Hand
Robert Fisk was de eerste buitenlandse journalist die met eigen ogen zag wat er in de Syrische stad Hama gebeurde. Daar voerde het regeringsleger in februari 1982 gedurende een aantal weken oorlog met de Moslim Broederschap. Het historisch centrum noch de bevolking van de stad werden gespaard. Na het beleg werden tienduizend dode Syriërs geteld. Natuurlijk wilden de Syrische autoriteiten geen buitenlandse pottekijkers in Hama. Zij hadden laten weten de veiligheid van journalisten niet te kunnen garanderen. Dat was niet bedoeld als een vriendelijk advies, maar als een dreigement. Wat een Syrisch dreigement kon betekenen, wist Fisk. Eind februari 1980 hadden de Syriërs de eigenzinnige Libanese journalist Selim al-Lawzi, die in Londen een Arabisch tijdschrift publiceerde, vermoord. Zijn lijk werd gevonden in de bossen ten zuiden van Beiroet. Veelzeggend was de marteling die hij had ondergaan voordat hij in de rug werd geschoten: het vlees van zijn rechterhand, de hand waarmee hij schreef, was met een bijtende stof weggebrand. Dat was zijn straf geweest voor zijn kritiek op het bewind van Hafez al-Assad. Korte tijd later werd de voorzitter van de Libanese journalistenbond door de Syriërs vermoord. Chef de bureau van Reuter in Beiroet, Berndt Debussman, werd in de rug geschoten nadat zijn nieuwsagentschap melding had gemaakt van anti-Assad demonstraties in Aleppo, een stad in het noorden van Syrië. Maar Fisk liet zich hierdoor niet uit het veld slaan en wist tot in Hama door te dringen.
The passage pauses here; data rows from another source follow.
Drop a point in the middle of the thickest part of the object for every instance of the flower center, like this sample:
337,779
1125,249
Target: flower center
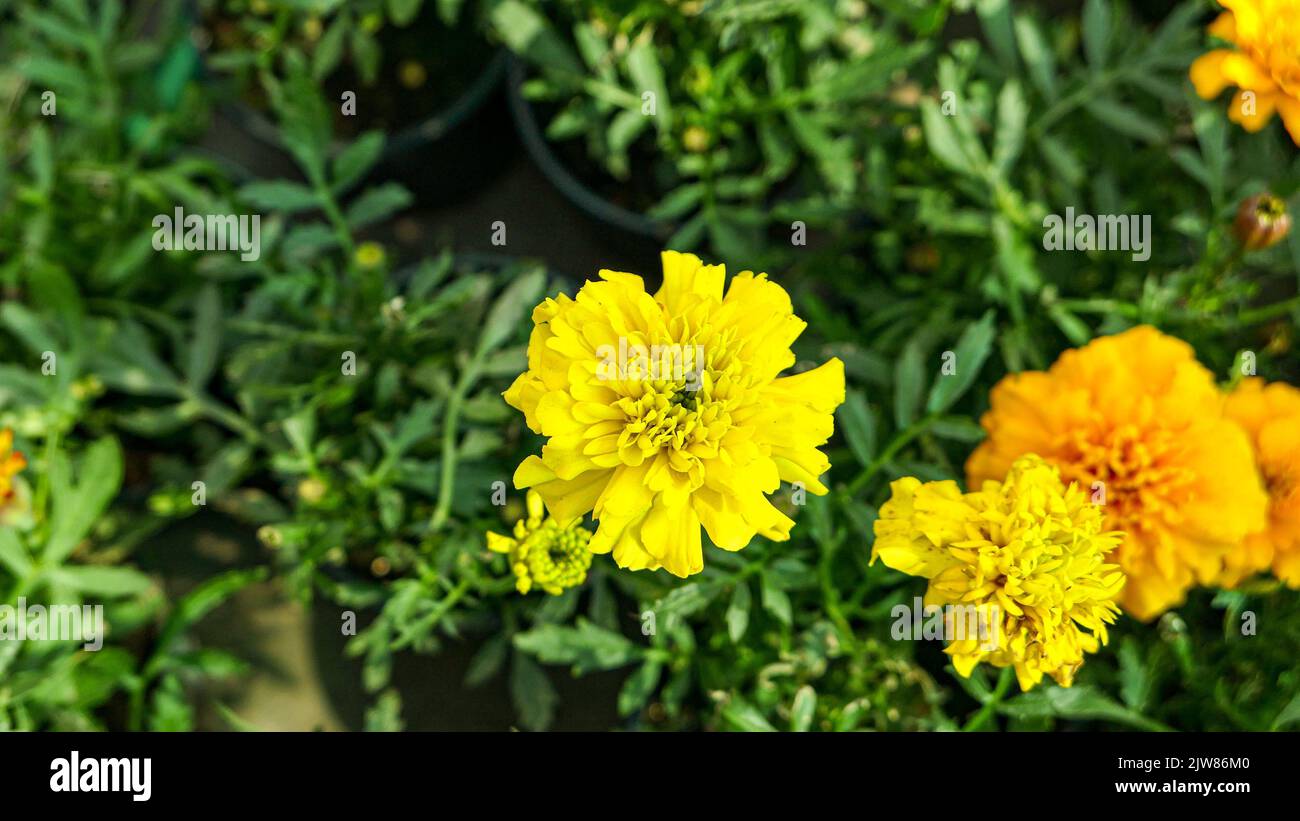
1132,472
557,556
Fisk was erbij toen in juni 1982 opnieuw een Israëlische invasiemacht, die zou uitgroeien tot honderdduizend man, Libanon binnenviel. In plaats van op de vlucht te slaan naar Oost-Beiroet, zoals zoveel vaste buitenlandse correspondenten deden, bleef Fisk in West-Beiroet, bracht een deel van de dag bij de slachtoffers door en onderzocht gedurende een ander deel van de dag de motieven van de indringers.
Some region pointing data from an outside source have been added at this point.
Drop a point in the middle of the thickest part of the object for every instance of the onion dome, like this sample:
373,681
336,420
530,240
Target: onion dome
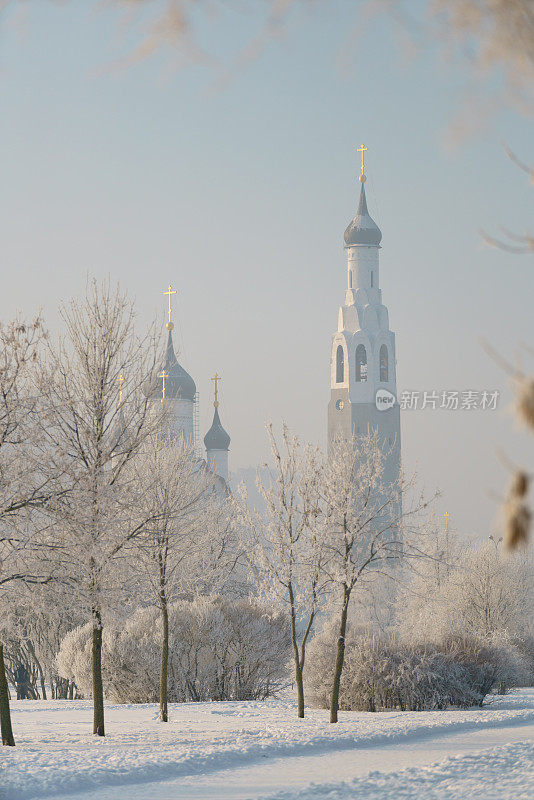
363,229
179,384
216,438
Hij werd, wat een collega in zijn boek noemt, massagravencorrespondent. Zijn schriftjes lijken op de dagboeken van een doodgraver. Afgerukte armen, hoofden, rompen, benen, handen, verbrande kinderen. Wraak en weerwraak. Fisk was er iedere dag getuige van. Hij had het niet van horen zeggen, maar hij zocht zelf de massagraven op.
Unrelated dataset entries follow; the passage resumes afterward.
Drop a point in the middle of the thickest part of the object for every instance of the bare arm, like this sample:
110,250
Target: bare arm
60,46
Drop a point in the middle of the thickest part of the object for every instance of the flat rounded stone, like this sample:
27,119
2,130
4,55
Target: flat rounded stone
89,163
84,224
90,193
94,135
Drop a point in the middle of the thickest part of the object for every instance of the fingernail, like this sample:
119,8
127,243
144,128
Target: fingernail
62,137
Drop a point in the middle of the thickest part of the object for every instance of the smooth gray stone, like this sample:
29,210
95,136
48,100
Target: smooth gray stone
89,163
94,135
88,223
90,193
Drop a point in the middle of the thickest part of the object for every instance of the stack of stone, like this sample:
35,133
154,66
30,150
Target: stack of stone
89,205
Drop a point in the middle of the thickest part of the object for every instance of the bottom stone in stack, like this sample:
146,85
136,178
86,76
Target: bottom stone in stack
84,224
Na de zware Israëlische bombardementen op Sidon hoorde Fisk van een massagraf in die stad. Een niet nader geïndentificeerde jongeman bracht hem en een collega van de Washington Post naar een gebombardeerde lagere school, waar ze meteen overdekt werden door zwermen vliegen en ze moesten kokhalzen van de lauw-zoete geur van de dood. In de kelder lag een vormloze massa lijken, de ouderen - de zwaarderen - onderop, de lichtere kinderen bovenop. Pas later kon de plaatselijke directeur van de Libanese burgerbescherming door middel van het tellen van de botten constateren dat hier om 125 mensen ging. Twee en een half jaar na het bombardement vond Fisk de hoofdmeester van de school. Deze vertelde hem dat de slachtoffers Libanezen en Palestijnen uit Tyre waren, de avond ervoor gevlucht voor de Israëlische bommen. Maar Palestijnse guerrillastrijders hadden naast de school luchtafweergeschut opgesteld, dat in de nacht Israëlische bommenwerpers had aangetrokken. De Palestijnen en hun luchtafweergeschut waren vermorzeld, en met hen de 125 mensen in de kelder van de school. Zo zou het ook vaak in Beiroet en in andere Libanese steden en dorpen gaan. Palestijnen die zich niets aantrokken van de Libanese burgerbevolking en zwaar wapentuig opstelden naast of boven op woningen en flatgebouwen. En de Israeliërs die, even onverschillig over het lot van de Libanese burgers, overvolle wijken bombardeerden om het Palestijnse geschut uit te schakelen.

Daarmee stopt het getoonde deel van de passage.